2. Everyone goes to 28-32 hours per week and guess what you'll get paid. That's right - 28-32 hours. The State of Connecticut has a 32 hour work week, and the employees get paid for 32 hours.
If 10 years is an accurate assessment, that will let us old farts age out and retire so the younger don't get fired.
On another note, I just wrote a movie script. Okay, no I didn't - Bard wrote it for me. Bard gave me three choices, and I liked #2. I reformatted it into a two-column script, had to fix two errors (apparently Bard doesn't know that the first word following a colon is capitalized, and it didn't know the difference between cocoa and cacao). Bard also snuck in something about ethical sourcing of chocolate. So I began researching it. So now the script is 70% AI written and I rewrote the last 30% in a revolutionary twist at the end. This is in contrast to a short short film I had in the First Annual AI FilmFest in October where the script was 70% human and 30% AI written.
In both cases, the actual script generation was done in about 15 seconds. In the October film, it took me 40 minutes to reformat it. In the current project, it took me 3 hours to reformat/research.

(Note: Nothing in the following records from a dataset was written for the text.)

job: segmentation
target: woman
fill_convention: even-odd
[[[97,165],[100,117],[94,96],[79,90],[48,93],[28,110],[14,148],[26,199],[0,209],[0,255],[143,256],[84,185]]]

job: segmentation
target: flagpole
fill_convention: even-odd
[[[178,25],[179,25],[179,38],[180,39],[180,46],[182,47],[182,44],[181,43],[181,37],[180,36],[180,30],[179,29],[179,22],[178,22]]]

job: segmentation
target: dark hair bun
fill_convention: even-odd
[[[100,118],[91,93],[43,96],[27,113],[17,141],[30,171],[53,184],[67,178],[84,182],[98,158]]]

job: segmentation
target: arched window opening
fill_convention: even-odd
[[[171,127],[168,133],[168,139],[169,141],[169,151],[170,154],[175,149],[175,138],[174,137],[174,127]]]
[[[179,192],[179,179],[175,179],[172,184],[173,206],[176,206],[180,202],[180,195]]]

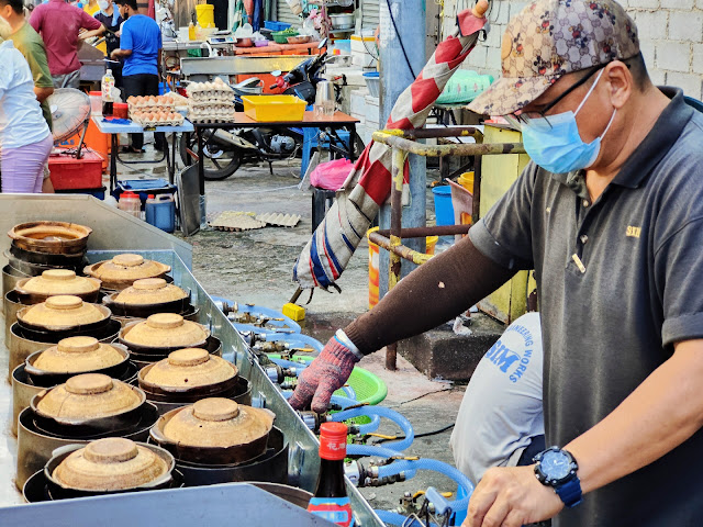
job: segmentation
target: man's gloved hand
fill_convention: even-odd
[[[298,378],[298,388],[288,401],[294,410],[303,410],[312,400],[312,411],[324,414],[332,394],[349,379],[359,357],[332,337],[320,356]]]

AI is our friend, but we really need to keep a tight leash on it.
Regards, George Toft
If AI can take over junior level knowledge jobs now, it stands to reason AI will mature fast enough to keep pace with the rate at which junior level practitioners would have gained experience to do mid-level and senior jobs.
It's an eventuality that the robots make people obsolete. The only questions are1) whether it happens in 5, 20, or 200 years.2) a) whether all humans live affluent fulfilling lives, b) whether Elon Musk, Bill Gates, and Jeff Bezos live affluent, fulfilling lives, and the rest of us live in Darfur. c) Skynet suffers no primates to live.
On Sat, Dec 2, 2023 at 2:35 PM George Toft via PLUG-discuss <plug-discuss@lists.phxlinux.org> wrote:
Thanks for posting.
IMHO, the future is not in tech, as this article defined it, but closely
related: Identity and Access Management (IAM) and Privileged Access
Management (PAM), Mainframe operations (yes, mainframes are still here),
Red Team (ooooh - sexy :) ), and Data Analytics and Machine Learning.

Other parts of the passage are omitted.